In dem Ökosystem-Modell ändert sich das produktgetriebene Geschäft der Banken zu „Pay-as-you-X“. Das erfordert Anpassungen von IT und Prozessen im Risikomanagement, bei der Bewertung von Finanzierungen sowie im Liquiditätsmanagement. Kurz gesagt: Die klassischen Bankdisziplinen entwickeln sich weiter.

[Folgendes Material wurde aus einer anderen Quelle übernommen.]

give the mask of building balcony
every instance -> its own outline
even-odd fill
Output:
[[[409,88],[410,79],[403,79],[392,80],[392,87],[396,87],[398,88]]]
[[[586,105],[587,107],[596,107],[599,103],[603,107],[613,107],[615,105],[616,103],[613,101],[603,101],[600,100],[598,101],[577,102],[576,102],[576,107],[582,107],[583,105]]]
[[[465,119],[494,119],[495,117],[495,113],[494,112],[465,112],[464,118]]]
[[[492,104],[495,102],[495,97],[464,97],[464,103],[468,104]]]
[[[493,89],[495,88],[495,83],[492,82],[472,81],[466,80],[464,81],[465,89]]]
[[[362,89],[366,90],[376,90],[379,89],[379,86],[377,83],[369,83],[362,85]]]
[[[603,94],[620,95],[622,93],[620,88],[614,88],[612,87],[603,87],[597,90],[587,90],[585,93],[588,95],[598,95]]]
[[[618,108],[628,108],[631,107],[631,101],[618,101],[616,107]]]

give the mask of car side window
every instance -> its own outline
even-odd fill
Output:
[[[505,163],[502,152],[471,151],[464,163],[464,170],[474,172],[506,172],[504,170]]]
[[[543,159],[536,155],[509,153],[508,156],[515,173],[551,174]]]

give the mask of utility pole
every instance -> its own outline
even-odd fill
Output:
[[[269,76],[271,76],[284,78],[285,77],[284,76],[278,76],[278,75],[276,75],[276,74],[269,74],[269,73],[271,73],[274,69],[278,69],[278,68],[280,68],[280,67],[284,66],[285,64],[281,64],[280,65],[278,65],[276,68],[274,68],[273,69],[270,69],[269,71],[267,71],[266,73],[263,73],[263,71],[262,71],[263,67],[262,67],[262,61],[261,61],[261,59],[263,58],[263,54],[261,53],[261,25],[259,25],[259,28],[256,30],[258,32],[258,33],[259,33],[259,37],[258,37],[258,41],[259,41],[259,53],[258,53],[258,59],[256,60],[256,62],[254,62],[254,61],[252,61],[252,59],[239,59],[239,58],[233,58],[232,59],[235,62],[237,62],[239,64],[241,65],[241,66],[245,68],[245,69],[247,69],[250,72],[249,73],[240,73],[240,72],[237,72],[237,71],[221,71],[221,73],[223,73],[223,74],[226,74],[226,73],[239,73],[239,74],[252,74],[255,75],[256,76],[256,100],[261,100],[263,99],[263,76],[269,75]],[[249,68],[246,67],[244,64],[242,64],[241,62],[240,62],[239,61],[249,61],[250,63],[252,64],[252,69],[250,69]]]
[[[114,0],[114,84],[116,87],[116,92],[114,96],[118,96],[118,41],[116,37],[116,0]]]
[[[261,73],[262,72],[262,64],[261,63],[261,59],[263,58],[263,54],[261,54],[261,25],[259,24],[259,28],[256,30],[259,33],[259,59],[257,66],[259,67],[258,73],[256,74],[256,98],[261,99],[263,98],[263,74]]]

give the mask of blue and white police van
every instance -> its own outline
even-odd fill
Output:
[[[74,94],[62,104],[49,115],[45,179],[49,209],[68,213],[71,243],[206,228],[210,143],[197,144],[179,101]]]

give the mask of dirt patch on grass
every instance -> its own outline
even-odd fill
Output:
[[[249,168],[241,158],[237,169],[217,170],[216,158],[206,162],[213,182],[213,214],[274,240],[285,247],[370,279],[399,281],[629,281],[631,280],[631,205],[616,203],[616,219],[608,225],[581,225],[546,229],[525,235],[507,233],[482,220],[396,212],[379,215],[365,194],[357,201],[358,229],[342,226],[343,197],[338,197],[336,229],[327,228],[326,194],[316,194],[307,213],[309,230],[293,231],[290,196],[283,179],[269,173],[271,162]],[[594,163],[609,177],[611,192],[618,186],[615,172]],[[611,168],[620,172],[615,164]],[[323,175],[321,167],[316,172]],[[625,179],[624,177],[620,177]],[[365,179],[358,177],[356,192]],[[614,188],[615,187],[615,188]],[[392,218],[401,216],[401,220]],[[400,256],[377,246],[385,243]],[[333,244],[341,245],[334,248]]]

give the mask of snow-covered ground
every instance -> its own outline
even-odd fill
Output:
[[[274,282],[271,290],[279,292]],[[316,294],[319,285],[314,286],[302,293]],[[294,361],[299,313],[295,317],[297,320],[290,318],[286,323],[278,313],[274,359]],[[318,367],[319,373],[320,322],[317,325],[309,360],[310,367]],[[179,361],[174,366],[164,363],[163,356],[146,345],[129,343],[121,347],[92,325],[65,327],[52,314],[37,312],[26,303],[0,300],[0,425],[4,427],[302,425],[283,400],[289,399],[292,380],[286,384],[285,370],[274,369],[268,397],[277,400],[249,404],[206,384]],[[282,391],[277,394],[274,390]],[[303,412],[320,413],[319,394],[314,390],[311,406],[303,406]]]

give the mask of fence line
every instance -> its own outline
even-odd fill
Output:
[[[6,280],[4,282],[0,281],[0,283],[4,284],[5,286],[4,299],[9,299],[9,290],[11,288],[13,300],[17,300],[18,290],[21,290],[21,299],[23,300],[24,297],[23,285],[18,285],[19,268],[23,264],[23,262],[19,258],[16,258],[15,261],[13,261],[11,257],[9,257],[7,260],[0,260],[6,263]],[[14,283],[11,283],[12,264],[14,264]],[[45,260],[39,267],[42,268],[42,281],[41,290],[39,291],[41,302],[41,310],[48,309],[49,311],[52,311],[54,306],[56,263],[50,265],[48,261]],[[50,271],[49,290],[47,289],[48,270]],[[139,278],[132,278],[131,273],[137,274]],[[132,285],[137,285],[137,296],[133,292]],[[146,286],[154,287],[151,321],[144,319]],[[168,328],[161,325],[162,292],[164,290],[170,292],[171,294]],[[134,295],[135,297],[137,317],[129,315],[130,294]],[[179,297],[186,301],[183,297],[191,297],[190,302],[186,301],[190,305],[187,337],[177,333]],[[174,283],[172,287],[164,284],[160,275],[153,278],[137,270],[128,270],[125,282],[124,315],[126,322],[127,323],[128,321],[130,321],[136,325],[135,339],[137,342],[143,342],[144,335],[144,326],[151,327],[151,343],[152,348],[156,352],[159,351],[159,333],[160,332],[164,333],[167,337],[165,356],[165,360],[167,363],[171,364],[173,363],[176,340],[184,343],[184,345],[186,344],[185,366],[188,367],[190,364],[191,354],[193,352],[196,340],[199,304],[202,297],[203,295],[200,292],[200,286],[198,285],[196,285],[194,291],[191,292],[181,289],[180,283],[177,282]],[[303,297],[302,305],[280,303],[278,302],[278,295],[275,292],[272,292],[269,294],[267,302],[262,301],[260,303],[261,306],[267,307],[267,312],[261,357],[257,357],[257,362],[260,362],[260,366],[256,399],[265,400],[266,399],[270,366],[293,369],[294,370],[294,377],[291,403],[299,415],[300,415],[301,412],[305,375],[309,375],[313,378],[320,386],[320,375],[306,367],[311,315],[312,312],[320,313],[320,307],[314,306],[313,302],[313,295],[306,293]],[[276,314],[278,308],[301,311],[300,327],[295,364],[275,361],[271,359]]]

Die Zahl der Konten, die für ein solches Ökosystem benötigt werden, lässt sich vergleichsweise leicht abschätzen: Grob gesagt sind etwa die Hälfte der IoT-Geräte im Privatbesitz. Die Neigung zur direkten Monetarisierung von Informationen wird eher gering sein. Nehmen wir an, dass nur fünf Prozent der Geräte oder ihrer Besitzer dazu bereit sind: Bei unterstellten 500 Millionen Geräten ist die Hälfte im Privatbesitz, das entspräche rund 12,5 Millionen Konten. Bei Unternehmen wird die Bereitschaft zu wirtschaftlichen Transaktionen größer sein, 25 Prozent sind durchaus denkbar. In dem Fall gäbe es 62,5 Millionen Konten, die verwaltet werden wollen. Das sind allerdings nur die Zahlen für das Jahr 2020. Ein unterstelltes exponentielles Wachstum auf 2.000 Millionen Geräte bis 2025 bedeutet für die dargestellte konservative Berechnungslogik ein Portfolio von 250 Millionen Konten, allein in Deutschland.

Eine Bank mit 100 Millionen Konten ist möglich – die „Kunden“ der Zukunft sind Geräte. Erleben wir also einen Gegentrend zur Konsolidierung der Bankenlandschaft in Deutschland? Ein spannendes Szenario.